Rick Perry Has a Powerful Weapon in the 10th Amendment

Don Rasmussen, writing at the Daily Caller, talks about how the 10th Amendment could be a valuable tool for a Rick Perry for President campaign:
Rick Perry seems to have calculated that the most powerful political weapon at his disposal is the 10th Amendment. Speaking to donors in Colorado on Friday, Perry expressed his personal belief in the sanctity of traditional marriage while in the same breath acknowledging New York’s right to go its own way on gay marriage. The carefully crafted strategy is both consistent with Perry’s long-held belief, or at least his rhetoric, in the primacy of the states in the strict constitutional sense while also providing cover on the most contentious social issues that Perry will face if he runs for president.

Whether it’s gay marriage, medical marijuana, education or a host of other issues, Perry’s strong stance on the 10th Amendment allows him to have his cake and eat it too. In his 2010 manifesto, Fed Up, Perry wrote:

“When states take on the federal government, I am hopeful that it will jump-start a conversation about the importance of federalism in our system of government, and the need to restore the balance of power between the central and state governments.”

Perry goes on to praise Congressman Rob Bishop and his 10th Amendment Task Force, endorsing Bishop’s call for “the decentralization of power through the restoration of American federalism.”

This strategy insulates Perry from attacks on the right for his accommodation of controversial positions. With the rise of the Tea Parties and their focus on strict, literal constitutionalism, there is less space for the strident Christian right to demand the kind of national social policies that infuriate the left and are used to scare the pants off of the middle.

Nevertheless, the reaction from evangelical Protestants and conservative Catholics was swift. Rick Santorum took up the banner of the nationalist social conservatives, tweeting: “So Gov Perry, if a state wanted to allow polygamy or if they chose to deny heterosexuals the right to marry, would that be OK too?”
I frankly thought that was a dumb response from Santorum, and reflected an ignorance of the Constitution while at the same time taking a cheap shot at Mitt Romney and his Mormon beliefs.

If you're going to support a strict interpretation of the Constitution, then you have to be willing to allow states to approve things that you yourself might not like. I've never been a fan of Constitutional amendments to solve social issues like marriage or abortion. The 10th Amendment language is pretty clear:
The powers not delegated to the United States by the Constitution, nor prohibited by it to the States, are reserved to the States respectively, or to the people.
In other words, if the Constitution doesn't specifically give power over an issue to the Federal government, the states then have the power to regulate it as they see fit. The only way the courts got around that with the issue of abortion was the finding of the mystical right to privacy, even though that wasn't in the Constitution anywhere. I still have hopes that Roe v. Wade can be overturned, not just because of my opposition to abortion, but because it was a judicially unsound ruling. It's bad law.

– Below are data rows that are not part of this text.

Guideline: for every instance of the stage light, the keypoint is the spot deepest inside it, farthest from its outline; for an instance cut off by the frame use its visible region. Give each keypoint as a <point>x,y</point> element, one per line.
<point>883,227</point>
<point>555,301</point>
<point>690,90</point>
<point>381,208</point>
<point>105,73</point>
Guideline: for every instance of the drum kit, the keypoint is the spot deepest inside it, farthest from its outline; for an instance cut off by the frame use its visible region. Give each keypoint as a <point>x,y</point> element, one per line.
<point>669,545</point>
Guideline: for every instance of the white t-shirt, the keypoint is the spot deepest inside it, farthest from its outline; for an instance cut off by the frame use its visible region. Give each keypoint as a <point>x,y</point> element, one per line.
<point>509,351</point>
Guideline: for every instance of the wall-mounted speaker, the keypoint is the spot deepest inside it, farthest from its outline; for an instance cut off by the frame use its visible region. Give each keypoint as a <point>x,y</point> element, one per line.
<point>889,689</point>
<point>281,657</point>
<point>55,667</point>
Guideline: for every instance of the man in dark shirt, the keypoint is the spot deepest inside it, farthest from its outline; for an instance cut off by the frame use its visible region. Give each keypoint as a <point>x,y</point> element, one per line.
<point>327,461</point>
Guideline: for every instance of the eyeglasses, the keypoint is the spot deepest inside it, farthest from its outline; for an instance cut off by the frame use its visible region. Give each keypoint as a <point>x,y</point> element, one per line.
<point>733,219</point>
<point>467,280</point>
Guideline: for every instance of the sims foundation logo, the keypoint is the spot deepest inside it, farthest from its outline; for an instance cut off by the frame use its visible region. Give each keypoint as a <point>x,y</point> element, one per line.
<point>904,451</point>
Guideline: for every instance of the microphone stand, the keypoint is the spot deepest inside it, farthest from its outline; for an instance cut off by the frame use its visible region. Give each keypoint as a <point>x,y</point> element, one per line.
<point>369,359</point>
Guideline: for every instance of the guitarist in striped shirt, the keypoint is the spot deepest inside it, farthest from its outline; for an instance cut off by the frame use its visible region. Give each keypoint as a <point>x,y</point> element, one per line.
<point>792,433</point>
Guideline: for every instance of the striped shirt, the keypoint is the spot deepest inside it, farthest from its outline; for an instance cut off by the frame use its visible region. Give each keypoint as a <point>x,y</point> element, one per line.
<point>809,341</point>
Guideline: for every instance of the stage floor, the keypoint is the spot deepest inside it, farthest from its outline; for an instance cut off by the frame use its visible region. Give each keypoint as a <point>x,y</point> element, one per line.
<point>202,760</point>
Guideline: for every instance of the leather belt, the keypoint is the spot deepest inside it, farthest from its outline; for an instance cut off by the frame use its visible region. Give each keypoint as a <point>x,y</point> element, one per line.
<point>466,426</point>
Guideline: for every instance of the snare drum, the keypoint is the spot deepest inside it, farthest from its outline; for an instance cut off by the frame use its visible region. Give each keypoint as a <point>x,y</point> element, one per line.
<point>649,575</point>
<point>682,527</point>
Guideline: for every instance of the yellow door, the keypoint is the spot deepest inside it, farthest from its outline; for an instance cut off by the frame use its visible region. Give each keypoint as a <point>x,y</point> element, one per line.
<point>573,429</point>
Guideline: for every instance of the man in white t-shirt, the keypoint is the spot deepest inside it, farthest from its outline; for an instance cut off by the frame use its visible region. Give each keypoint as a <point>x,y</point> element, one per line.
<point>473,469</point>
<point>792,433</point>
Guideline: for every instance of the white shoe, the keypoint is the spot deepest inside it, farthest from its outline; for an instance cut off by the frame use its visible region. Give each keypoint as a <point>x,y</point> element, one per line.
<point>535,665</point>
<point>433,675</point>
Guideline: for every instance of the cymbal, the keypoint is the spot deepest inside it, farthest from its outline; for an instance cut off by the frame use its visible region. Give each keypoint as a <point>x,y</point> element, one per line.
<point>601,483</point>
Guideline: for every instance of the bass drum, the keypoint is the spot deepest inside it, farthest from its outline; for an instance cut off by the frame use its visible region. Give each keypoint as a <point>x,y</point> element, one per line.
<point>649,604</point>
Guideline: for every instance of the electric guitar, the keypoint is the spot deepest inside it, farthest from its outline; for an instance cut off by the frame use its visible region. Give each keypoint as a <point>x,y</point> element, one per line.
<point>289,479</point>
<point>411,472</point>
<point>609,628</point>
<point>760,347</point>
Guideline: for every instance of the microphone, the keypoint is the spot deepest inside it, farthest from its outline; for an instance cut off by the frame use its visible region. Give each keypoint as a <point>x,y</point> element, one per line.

Unfortunately, our judicial system is littered with liberal judges who don't feel the states or the people should have a say in anything.  That's how we end up with case law like Roe v. Wade or other decisions that ignore 10th Amendment powers.  I'd love to see a presidential candidate who thinks the Constitution means what it says and would support a decentralization of control back to the states.

People will then have the option to address those issues on the state level.  If you don't like what your state has done, you have the option of persuading your fellow citizens to change the law, or you can move elsewhere.  I'd love to see the day when it was not longer possible to get a federal court to force policies on states that those states do not wish to have.